A imagem mais recente, obtida pela reportagem, mostra Marcello Moura empurrando carrinho de compras na rede de supermercado da família, o Pague Pouco. Ao fundo, um militar observa os passos do empresário, acompanhado pelo sócio e publicitário Rodrigo Pires.

Diz a Lei: abrange o serviço policial a prevenção e investigação criminais, o policiamento ostensivo, o trânsito e a proteção em casos de calamidade pública, incêndio e salvamento. A segurança privada por agentes públicos é, portanto, vedada.

Em 2017, houve denúncias, na Assembléia Legislativa, de uso exagerado de forças policiais para a segurança pessoal do governador Tião Viana (PT). Apesar do aumento da criminalidade, o efetivo não foi redistribuído.

Dois oficiais ouvidos pela reportagem confirmaram a ocorrência de transgressões disciplinares. Ao pedirem anonimato, eles disseram que “esse tipo de situação vem ocorrendo com certa frequência, e não é de hoje que fazem vistas grossas”. As fontes fizeram questão de associar o desvio de conduta à alta na criminalidade, acrescentando que “um policial que usa sua folga para atividades extra militares conta com proteção e o silêncio de seus superiores”.

Ainda em 2015, a Associação dos Militares do Acre (AME) admitiu não haver fiscalização e também nenhum tipo de punição para os policiais que fazem essas atividades extras fora do horário de trabalho, e admitiu que essas atividades podem colocar a vida do PM em risco e que isso deve ser mudado. A associação culpou os baixos salários. O então comandante da PM, Júlio Cesar, chegou a classificar de ilegais os chamados “bicos”, e entendeu que os empresários que contratam esses serviços também são culpados. Júlio César deixou o Comando Geral há alguns dias sem cumprir a promessa de punir casos comprovados.
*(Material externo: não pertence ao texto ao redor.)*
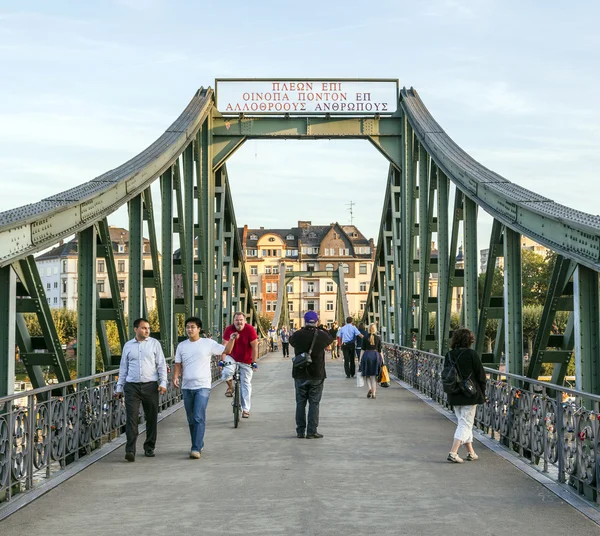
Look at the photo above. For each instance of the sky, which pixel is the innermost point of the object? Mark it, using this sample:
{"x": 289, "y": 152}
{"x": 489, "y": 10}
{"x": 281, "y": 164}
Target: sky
{"x": 88, "y": 85}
A Direção de Jornalismo de acjornal.com não conseguiu contato com o major Assis, comandante do BOPE. Houve várias tentativas a partir de dois celulares informados pela Secom da PM, inclusive um de DDD 61. O comandante-geral, coronel Kimpara, não estava no quartel nas duas tentativas de ouví-lo. O coronel Ruiz, chefe de gabinete do Comando-Geral, informou que Kimpara somente teria horário para receber a reportagem às 15 horas desta quinta-feira (8). Por decisão deste site, a matéria deveria ser publicada nesta terça-feira, considerando as várias tentativas frustradas de obter explicações oficiais.